If you haven’t checked out Malcolm Gladwell’s blog, now is a good time to do it. Commenting on the Duke lacrosse investigation, he notes that people just aren’t very good at picking perpetrators out of a line-up. Studies show that it’s even harder to correctly identify someone of a different race. From his blog entry:
This has been a huge issue for years in white identifications of black suspects. I would venture to guess that there are thousands of African Americans in prison right now for crimes they didn’t commit, largely because whites have far too much faith in their ability to tell one black face from another. Now, in the Duke case, we have a black identification of white suspects. The shoe is on the other foot. It will be interesting to see whether the legal system is any more willing to acknowledge the real limitations of eye-witness identifications when it is suspects from the racial majority who are on the receiving end of the bias, not the other way around.
I’ve been wondering about facial recognition and race ever since I was one of a couple white teachers in an all-black school in Alabama about ten years ago. Students were constantly getting me confused with another white teacher. I’m blond-haired and German-looking, and this other guy has thick, black Italian hair. Still, students – especially those who didn’t see us every day – had a hard time telling us apart.

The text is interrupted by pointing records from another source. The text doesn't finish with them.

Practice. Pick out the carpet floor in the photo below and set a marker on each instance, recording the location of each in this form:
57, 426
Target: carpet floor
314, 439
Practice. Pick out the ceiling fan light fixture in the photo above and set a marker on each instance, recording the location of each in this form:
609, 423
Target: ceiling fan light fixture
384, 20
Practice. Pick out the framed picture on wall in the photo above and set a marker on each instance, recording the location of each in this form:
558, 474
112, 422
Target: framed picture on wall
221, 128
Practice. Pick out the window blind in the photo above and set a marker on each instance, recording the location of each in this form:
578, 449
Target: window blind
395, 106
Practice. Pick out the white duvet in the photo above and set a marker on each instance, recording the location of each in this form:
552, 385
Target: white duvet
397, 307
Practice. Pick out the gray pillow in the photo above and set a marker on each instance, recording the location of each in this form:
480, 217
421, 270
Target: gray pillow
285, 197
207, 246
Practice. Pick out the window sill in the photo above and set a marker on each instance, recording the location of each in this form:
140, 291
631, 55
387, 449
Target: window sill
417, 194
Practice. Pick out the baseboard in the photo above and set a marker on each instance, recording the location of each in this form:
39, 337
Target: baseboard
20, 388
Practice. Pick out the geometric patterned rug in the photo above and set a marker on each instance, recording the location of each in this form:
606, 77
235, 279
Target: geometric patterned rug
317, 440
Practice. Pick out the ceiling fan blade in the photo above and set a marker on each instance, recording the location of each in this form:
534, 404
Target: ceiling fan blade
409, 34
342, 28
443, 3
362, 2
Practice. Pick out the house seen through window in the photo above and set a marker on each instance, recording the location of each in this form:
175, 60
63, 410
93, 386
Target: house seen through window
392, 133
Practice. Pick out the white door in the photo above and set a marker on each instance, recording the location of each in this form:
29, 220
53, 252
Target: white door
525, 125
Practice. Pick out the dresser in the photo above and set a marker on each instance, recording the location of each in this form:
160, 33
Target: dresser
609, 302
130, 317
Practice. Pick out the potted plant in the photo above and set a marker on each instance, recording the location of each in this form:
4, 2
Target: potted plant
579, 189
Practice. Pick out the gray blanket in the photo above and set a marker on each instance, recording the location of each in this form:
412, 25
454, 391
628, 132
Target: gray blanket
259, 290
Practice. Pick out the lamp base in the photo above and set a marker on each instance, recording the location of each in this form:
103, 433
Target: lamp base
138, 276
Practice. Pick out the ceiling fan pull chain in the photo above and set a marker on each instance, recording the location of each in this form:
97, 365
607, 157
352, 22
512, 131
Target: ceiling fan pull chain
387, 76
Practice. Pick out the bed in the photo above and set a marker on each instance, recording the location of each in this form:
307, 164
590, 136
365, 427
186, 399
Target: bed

Gladwell says that it will be interesting to see “whether the legal system is any more willing to acknowledge” these limitations when whites are the ones being picked out of the line-up. I think most of us can predict the outcome of this one, and it’s more depressing than interesting. These lacrosse players will have good lawyers who will artfully explain to the judge or jury the shortcomings of cross-race identification. It’s not depressing that these shortcomings are going to be exposed, but that that they haven’t been discussed already.